Long after its ancestors suppressed their genetic code for tough armor, a sea octopus has reinvented a recipe for making a shell.
A recent genetic analysis of the paper nautilus or greater argonaut (argonaut argo) revealed a surprising origin for its protective shell, which bears no resemblance to the shell of its closest relatives.
Instead of wearing their shells on the outside like sentient snails, most cephalopods (which are also molluscs) have removed their tough outer clothing. Many, like octopuses and squids, have either completely lost their shells or have only vestiges left.
Others, such as cuttlefish and rams horn squid (spirula spirula), carry their shells inside. The rams horn squid has a spiral chambered inner shell which acts as a kind of skeleton. Buoyant and surprisingly durable, it is often found washed up on beaches.
A rare exception among the cephalopods is the nautilus (Nautilus belauensis), which still has an outer hull – complete with air chambers which it uses to regulate its buoyancy as it floats through open oceans. Its shell, and those of now-extinct cephalopod ancestors, include proteins incorporating minerals such as aragonite and calcite into complex microscopic structures.
Originating in the Ordovician period, at least 440 million years ago, the ancestors of all modern cephalopods would have had these protective structures.
Although commonly referred to as paper nautiluses, argonauts are actually a type of octopus. In this unusual group, only the females produce a protective spiral envelope, by secreting calcifying proteins from their arms. Argonauts carry these shells externally like a nautilus does, and their shapes are almost identical, but this shell has a completely different microscopic structure.
Additionally, instead of being tethered to their mantle, Argonauts cling to their shell houses with several of their arms.
Since most octopuses lost their outer shell a long time ago, researchers wondered how and why only one group recovered a shell.

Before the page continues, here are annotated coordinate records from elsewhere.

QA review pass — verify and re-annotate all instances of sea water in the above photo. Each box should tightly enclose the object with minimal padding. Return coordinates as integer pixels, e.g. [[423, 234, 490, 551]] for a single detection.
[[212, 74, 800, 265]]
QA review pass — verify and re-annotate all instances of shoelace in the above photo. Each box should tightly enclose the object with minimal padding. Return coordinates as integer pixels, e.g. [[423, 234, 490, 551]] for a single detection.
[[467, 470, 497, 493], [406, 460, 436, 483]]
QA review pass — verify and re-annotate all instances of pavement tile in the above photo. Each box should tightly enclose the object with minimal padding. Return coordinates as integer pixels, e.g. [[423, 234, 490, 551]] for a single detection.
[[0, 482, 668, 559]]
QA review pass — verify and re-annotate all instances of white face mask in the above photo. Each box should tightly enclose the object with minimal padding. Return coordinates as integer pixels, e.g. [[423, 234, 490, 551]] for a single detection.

Working with a team of researchers from across Japan, marine biologist Masa-aki Yoshida of Shimane University sequenced the DNA of argonaut argo. They compared the argonaut genome to other molluscs, including the California two-spotted octopus (bimaculoid octopus) and the nautilus.
“Consistent with previous results, most of the proteins are apparently not shared with shell matrix proteins of [cephalopods and relatives]including those of Nautilus,” the team wrote in its post.
However, some genes and the proteins they express have been found in other shelled molluscs such as the limpet (Lottia gigantea) and the Japanese pearl oyster (pinctada fucata). Other sequences have been found in shellless octopuses – suggesting that the argonaut cobbled together their protective envelope using proteins unrelated to ancestral shell formation.
Unlike other octopuses, argonauts are not benthic – they do not live near the seabed or other structures. Instead, they took on the life of dinghies, floating amid tropical and subtropical high seas their entire lives. This is the same pelagic lifestyle shared by the nautilus.
To achieve this, the argonauts also needed techniques that allowed them to float easily, explain Yoshida and his team. Although their shell lacks the more complicated internal structure of nautilus air chambers, it can still trap air.
This shell is also known to be the casket of the argonaut, which would explain why only females develop them. The females brood their eggs within the protection of the shell, eliminating the need to hide their eggs on a substrate such as the seabed as most other octopuses do.
The argonauts appear to have completely reinvented the shell from the ground up to facilitate its transition from substrate dweller to water drifter, mimicking the nautilus in a remarkable example of convergent evolution.
This research was published in Biology and evolution of the genome.